See the Random Forest with Temporal & Weather Features notebook for details.

Implications of the Results

Demand forecasting at finer levels of granularity may require us to think differently about our approach to modeling. External influencers which may be safely considered summarized in high-level time series patterns may need to be more explicitly incorporated into our models. Patterns in data distribution hidden at the aggregate level may become more readily exposed and necessitate changes in modeling approaches. In this dataset, these challenges were best addressed by the inclusion of hourly weather data and a shift away from traditional time series techniques towards an algorithm which makes fewer assumptions about our input data.

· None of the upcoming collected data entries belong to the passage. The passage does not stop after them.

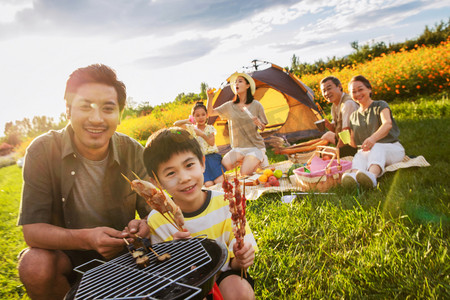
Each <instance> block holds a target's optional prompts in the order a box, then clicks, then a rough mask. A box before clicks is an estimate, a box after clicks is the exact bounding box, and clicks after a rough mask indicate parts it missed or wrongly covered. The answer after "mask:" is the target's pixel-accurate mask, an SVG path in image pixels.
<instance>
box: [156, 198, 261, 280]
mask: <svg viewBox="0 0 450 300" xmlns="http://www.w3.org/2000/svg"><path fill="white" fill-rule="evenodd" d="M206 192H207V193H208V195H207V197H206V201H205V203H204V204H203V205H202V207H201V208H200V209H199V210H197V211H195V212H192V213H183V215H184V227H185V228H186V229H187V230H188V231H189V232H190V233H191V236H193V237H195V236H197V235H200V234H206V235H207V237H208V238H210V239H213V240H216V242H218V243H223V244H225V245H226V246H227V248H228V257H227V261H226V262H225V264H224V266H223V267H222V269H221V271H222V272H223V271H226V270H229V269H231V267H230V264H229V263H230V259H231V258H233V257H234V253H233V245H234V243H235V242H236V239H235V237H234V233H233V228H232V221H231V213H230V208H229V206H228V200H227V201H224V197H223V193H220V192H215V191H206ZM147 221H148V225H149V226H150V227H151V228H152V229H153V230H151V242H152V244H155V243H161V242H167V241H171V240H173V237H172V235H173V234H174V233H176V232H177V229H175V227H174V226H173V225H172V224H170V223H169V222H168V221H167V220H166V219H165V218H164V217H163V216H162V215H161V214H160V213H158V212H157V211H155V210H153V211H152V212H150V214H149V216H148V220H147ZM245 232H246V234H245V238H244V240H245V242H246V243H251V244H252V245H253V248H254V249H255V251H258V246H257V244H256V241H255V238H254V236H253V234H252V232H251V230H250V227H249V225H248V222H247V224H246V226H245Z"/></svg>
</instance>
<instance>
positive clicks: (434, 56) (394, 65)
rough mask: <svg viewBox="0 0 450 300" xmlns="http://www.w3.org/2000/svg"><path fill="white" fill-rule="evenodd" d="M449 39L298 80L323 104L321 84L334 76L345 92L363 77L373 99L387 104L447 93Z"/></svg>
mask: <svg viewBox="0 0 450 300" xmlns="http://www.w3.org/2000/svg"><path fill="white" fill-rule="evenodd" d="M449 61H450V39H449V40H447V41H446V42H442V43H441V44H440V45H439V46H438V47H424V46H419V45H415V49H414V50H411V51H406V50H405V49H401V50H400V51H399V52H396V53H391V54H388V55H382V56H381V57H377V58H375V59H374V60H372V61H370V62H366V63H363V64H354V65H352V66H348V67H345V68H344V69H342V70H337V69H334V68H333V69H326V70H324V72H323V73H320V74H314V75H305V76H302V77H301V80H302V81H303V82H304V83H305V84H306V85H307V86H309V87H310V88H312V89H313V90H314V93H315V95H316V98H317V99H319V101H320V102H324V103H325V102H326V101H325V100H324V99H323V97H322V93H321V91H320V80H322V78H324V77H326V76H329V75H333V76H336V77H338V78H339V79H340V81H341V82H342V86H343V87H344V90H347V85H348V82H349V81H350V79H351V78H352V77H353V76H356V75H363V76H365V77H366V78H367V79H368V80H369V81H370V82H371V84H372V88H373V90H372V92H373V96H372V98H373V99H376V100H386V101H390V100H393V99H394V98H396V99H403V100H407V99H411V98H412V97H417V96H419V95H427V94H434V93H439V92H443V91H448V90H449V87H450V79H449V78H450V64H449V63H448V62H449Z"/></svg>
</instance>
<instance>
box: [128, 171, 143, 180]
mask: <svg viewBox="0 0 450 300" xmlns="http://www.w3.org/2000/svg"><path fill="white" fill-rule="evenodd" d="M131 173H133V175H134V176H136V178H137V179H139V180H142V179H141V178H139V176H137V174H136V173H134V172H133V171H131Z"/></svg>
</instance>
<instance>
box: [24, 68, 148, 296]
mask: <svg viewBox="0 0 450 300" xmlns="http://www.w3.org/2000/svg"><path fill="white" fill-rule="evenodd" d="M64 98H65V100H66V112H67V117H68V119H69V120H70V123H69V125H67V127H65V128H64V129H61V130H59V131H49V132H48V133H46V134H44V135H41V136H40V137H38V138H36V139H35V140H34V141H33V142H32V143H31V144H30V146H29V147H28V149H27V153H26V156H25V164H24V168H23V179H24V182H23V189H22V200H21V205H20V212H19V221H18V224H19V225H22V226H23V228H22V230H23V235H24V238H25V242H26V243H27V245H28V247H29V248H26V249H24V250H23V251H22V252H21V253H20V255H19V266H18V269H19V276H20V279H21V281H22V282H23V284H24V286H25V288H26V290H27V293H28V295H29V296H30V297H31V298H32V299H63V298H64V296H65V295H66V293H67V292H68V291H69V289H70V288H71V285H73V284H74V283H75V282H76V275H75V272H74V271H73V268H74V267H76V266H78V265H81V264H83V263H85V262H88V261H90V260H92V259H94V258H97V259H102V260H105V259H110V258H113V257H115V256H117V255H118V254H121V253H122V251H124V250H125V249H126V248H125V247H124V246H125V241H124V238H127V239H128V240H129V242H132V237H133V236H134V234H138V235H140V236H143V237H147V236H149V234H150V232H149V227H148V225H147V223H146V220H145V218H146V216H147V215H148V213H149V212H150V207H149V206H148V205H147V204H146V202H145V200H144V199H143V198H140V197H138V196H137V194H136V193H134V192H132V191H131V189H130V185H129V183H128V182H126V181H125V180H124V179H123V177H122V176H121V173H123V174H124V175H126V176H130V177H131V176H132V173H131V172H132V171H134V172H135V173H136V174H138V176H140V177H141V178H145V177H146V176H147V173H146V171H145V167H144V164H143V161H142V155H143V147H142V146H141V145H140V144H139V143H138V142H137V141H135V140H133V139H132V138H130V137H128V136H126V135H124V134H120V133H117V132H115V131H116V128H117V125H118V124H119V123H120V114H121V112H122V110H123V108H124V107H125V101H126V90H125V85H124V84H123V83H122V82H121V81H119V80H118V79H117V77H116V73H115V72H114V71H113V70H112V69H111V68H109V67H107V66H105V65H100V64H96V65H90V66H87V67H85V68H80V69H77V70H75V71H74V72H73V73H72V74H71V75H70V77H69V79H68V80H67V84H66V91H65V96H64ZM136 211H137V212H138V213H139V215H140V217H141V220H135V215H136Z"/></svg>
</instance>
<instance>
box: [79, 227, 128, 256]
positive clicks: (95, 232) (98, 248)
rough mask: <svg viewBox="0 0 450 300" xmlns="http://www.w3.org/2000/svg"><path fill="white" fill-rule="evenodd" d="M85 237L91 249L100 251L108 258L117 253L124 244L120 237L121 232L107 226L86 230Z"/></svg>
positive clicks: (121, 238) (118, 252) (101, 254)
mask: <svg viewBox="0 0 450 300" xmlns="http://www.w3.org/2000/svg"><path fill="white" fill-rule="evenodd" d="M87 233H88V234H86V237H87V239H88V243H89V245H90V249H93V250H95V251H97V252H98V253H100V254H101V255H102V256H103V257H105V258H106V259H110V258H112V257H114V256H115V255H117V254H118V253H119V252H120V251H121V250H122V249H123V247H124V246H125V242H124V241H123V239H122V236H123V235H124V233H123V232H120V231H118V230H115V229H113V228H109V227H95V228H92V229H89V231H87Z"/></svg>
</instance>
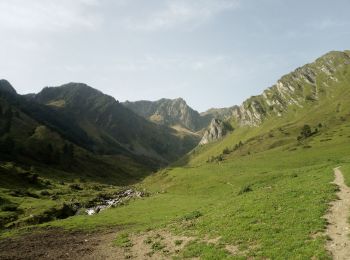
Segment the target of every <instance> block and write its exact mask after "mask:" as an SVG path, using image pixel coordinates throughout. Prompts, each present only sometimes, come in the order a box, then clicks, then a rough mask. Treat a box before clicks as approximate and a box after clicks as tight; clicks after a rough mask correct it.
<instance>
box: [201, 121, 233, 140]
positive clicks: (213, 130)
mask: <svg viewBox="0 0 350 260" xmlns="http://www.w3.org/2000/svg"><path fill="white" fill-rule="evenodd" d="M231 131H233V128H232V126H231V125H230V124H229V123H227V122H224V121H222V120H220V119H217V118H214V119H213V120H212V121H211V123H210V125H209V127H208V128H207V129H206V130H205V132H204V135H203V137H202V139H201V141H200V142H199V145H204V144H208V143H211V142H214V141H216V140H219V139H221V138H223V137H224V136H225V135H226V134H228V133H229V132H231Z"/></svg>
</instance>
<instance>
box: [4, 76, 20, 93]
mask: <svg viewBox="0 0 350 260" xmlns="http://www.w3.org/2000/svg"><path fill="white" fill-rule="evenodd" d="M0 91H1V92H5V93H7V94H11V95H16V94H17V92H16V90H15V89H14V88H13V87H12V85H11V84H10V82H8V81H7V80H5V79H1V80H0Z"/></svg>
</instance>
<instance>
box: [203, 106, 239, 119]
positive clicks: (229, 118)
mask: <svg viewBox="0 0 350 260" xmlns="http://www.w3.org/2000/svg"><path fill="white" fill-rule="evenodd" d="M237 108H238V106H232V107H224V108H210V109H208V110H207V111H205V112H202V113H201V116H202V117H207V118H216V119H220V120H228V119H230V118H231V117H232V114H233V111H235V110H236V109H237Z"/></svg>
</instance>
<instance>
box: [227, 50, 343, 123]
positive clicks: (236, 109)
mask: <svg viewBox="0 0 350 260" xmlns="http://www.w3.org/2000/svg"><path fill="white" fill-rule="evenodd" d="M349 65H350V51H344V52H336V51H332V52H329V53H327V54H326V55H324V56H322V57H321V58H319V59H317V60H316V61H315V62H313V63H310V64H306V65H305V66H303V67H300V68H298V69H296V70H295V71H294V72H292V73H290V74H287V75H285V76H283V77H282V78H281V79H280V80H278V81H277V83H276V84H275V85H273V86H272V87H270V88H268V89H266V90H265V91H264V92H263V93H262V94H261V95H258V96H253V97H250V98H249V99H247V100H246V101H244V102H243V104H242V105H240V106H239V107H238V106H235V107H232V108H229V110H224V112H225V113H226V116H227V111H229V113H231V118H232V119H233V120H234V121H235V122H236V124H237V125H239V126H257V125H259V124H261V123H262V122H263V120H264V119H266V118H268V117H271V116H282V114H283V113H284V112H285V111H287V110H288V108H289V107H293V106H294V107H296V108H300V107H303V106H304V105H305V104H306V103H308V102H316V101H317V100H318V99H319V97H320V96H322V95H323V96H325V95H327V92H329V90H330V87H331V85H332V84H334V83H336V82H337V81H338V80H339V78H340V77H345V75H339V73H338V71H340V70H341V69H342V68H344V66H349Z"/></svg>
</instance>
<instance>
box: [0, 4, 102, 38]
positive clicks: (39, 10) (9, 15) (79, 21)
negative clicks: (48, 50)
mask: <svg viewBox="0 0 350 260" xmlns="http://www.w3.org/2000/svg"><path fill="white" fill-rule="evenodd" d="M98 4H99V1H98V0H46V1H44V0H1V1H0V14H1V15H0V29H1V30H20V31H25V32H33V31H58V30H67V29H68V30H70V29H74V28H87V29H92V28H95V27H96V26H97V25H98V24H99V22H100V17H99V16H98V15H96V14H95V13H94V12H93V10H92V9H93V8H94V7H96V6H97V5H98Z"/></svg>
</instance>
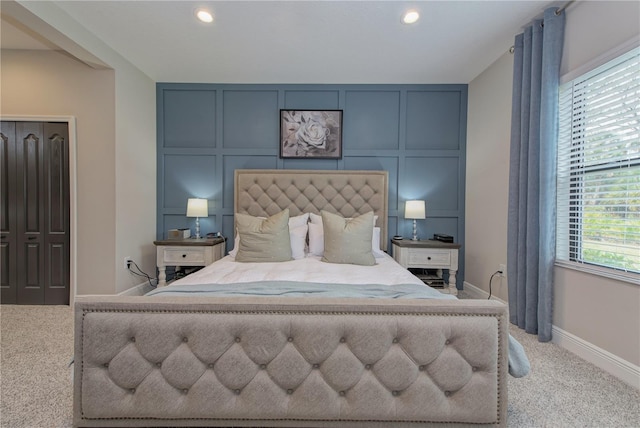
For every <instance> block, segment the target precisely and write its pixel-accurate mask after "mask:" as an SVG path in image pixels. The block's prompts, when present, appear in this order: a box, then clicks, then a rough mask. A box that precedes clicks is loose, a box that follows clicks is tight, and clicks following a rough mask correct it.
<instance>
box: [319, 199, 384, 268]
mask: <svg viewBox="0 0 640 428" xmlns="http://www.w3.org/2000/svg"><path fill="white" fill-rule="evenodd" d="M320 214H321V215H322V225H323V228H324V254H323V256H322V261H323V262H329V263H342V264H352V265H362V266H373V265H374V264H375V263H376V260H375V258H374V257H373V253H372V252H371V237H372V234H373V227H371V226H372V225H373V212H368V213H365V214H362V215H361V216H358V217H354V218H352V219H346V218H344V217H341V216H339V215H336V214H332V213H330V212H327V211H320Z"/></svg>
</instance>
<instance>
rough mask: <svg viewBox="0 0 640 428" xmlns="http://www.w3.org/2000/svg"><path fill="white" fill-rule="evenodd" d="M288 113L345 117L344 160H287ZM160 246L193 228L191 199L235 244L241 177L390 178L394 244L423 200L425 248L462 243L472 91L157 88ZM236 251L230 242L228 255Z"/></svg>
mask: <svg viewBox="0 0 640 428" xmlns="http://www.w3.org/2000/svg"><path fill="white" fill-rule="evenodd" d="M280 109H290V110H296V109H297V110H336V109H339V110H343V126H342V144H343V157H342V159H339V160H335V159H280V157H279V153H280V150H279V139H280V127H279V125H280ZM157 126H158V129H157V136H158V147H157V155H158V176H157V181H158V186H157V189H158V190H157V191H158V195H157V200H158V211H157V238H158V239H164V238H166V232H167V230H169V229H174V228H181V227H190V228H191V229H192V233H193V232H194V228H195V219H191V218H187V217H185V213H186V209H187V199H188V198H190V197H198V198H205V199H208V200H209V217H207V218H203V219H200V228H201V233H202V234H203V235H204V234H205V233H207V232H215V231H220V232H222V234H223V235H224V236H228V237H231V236H233V174H234V171H235V170H236V169H250V168H267V169H328V170H331V169H339V170H349V169H353V170H386V171H388V172H389V235H390V236H392V235H395V234H398V235H403V236H405V237H409V236H411V233H412V232H411V231H412V221H411V220H405V219H404V217H403V216H404V201H405V200H407V199H424V200H425V201H426V203H427V219H426V220H424V221H421V220H418V235H419V237H420V238H422V239H427V238H430V237H432V236H433V234H434V233H446V234H449V235H452V236H454V238H455V240H456V242H458V243H460V244H462V245H463V246H462V249H461V254H460V270H459V276H458V286H459V287H460V286H461V284H462V281H463V280H464V192H465V189H464V185H465V154H466V134H467V85H250V84H237V85H236V84H224V85H222V84H221V85H218V84H177V83H158V84H157ZM230 245H231V243H228V248H227V249H230V248H229V247H230Z"/></svg>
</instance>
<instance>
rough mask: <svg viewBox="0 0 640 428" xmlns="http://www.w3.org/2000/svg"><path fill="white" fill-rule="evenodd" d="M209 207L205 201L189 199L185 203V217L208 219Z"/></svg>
mask: <svg viewBox="0 0 640 428" xmlns="http://www.w3.org/2000/svg"><path fill="white" fill-rule="evenodd" d="M208 216H209V207H208V206H207V200H206V199H197V198H189V200H188V201H187V217H208Z"/></svg>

There may be many other external influencers and algorithms worth exploring, and as we go down this path, we may find that some of these work better for some subset of our data than for others. We may also find that as new data arrives, techniques that previously worked well may need to be abandoned and new techniques considered.

A common pattern we are seeing with customers exploring fine-grain demand forecasting is the evaluation of multiple techniques with each training and forecasting cycle, something we might describe as an automated model bake-off. In a bake-off round, the model producing the best results for a given subset of the data wins the round with each subset able to decide its own winning model type. In the end, we want to ensure we are performing good Data Science where our data is properly aligned with the algorithms we employ, but as is noted in article after article, there isn’t always just one solution to a problem and some may work better at one time than at others. The power of what we have available today with platforms like Apache Spark and Databricks is that we have access to the computational capacity to explore all these paths and deliver the best solution to our business.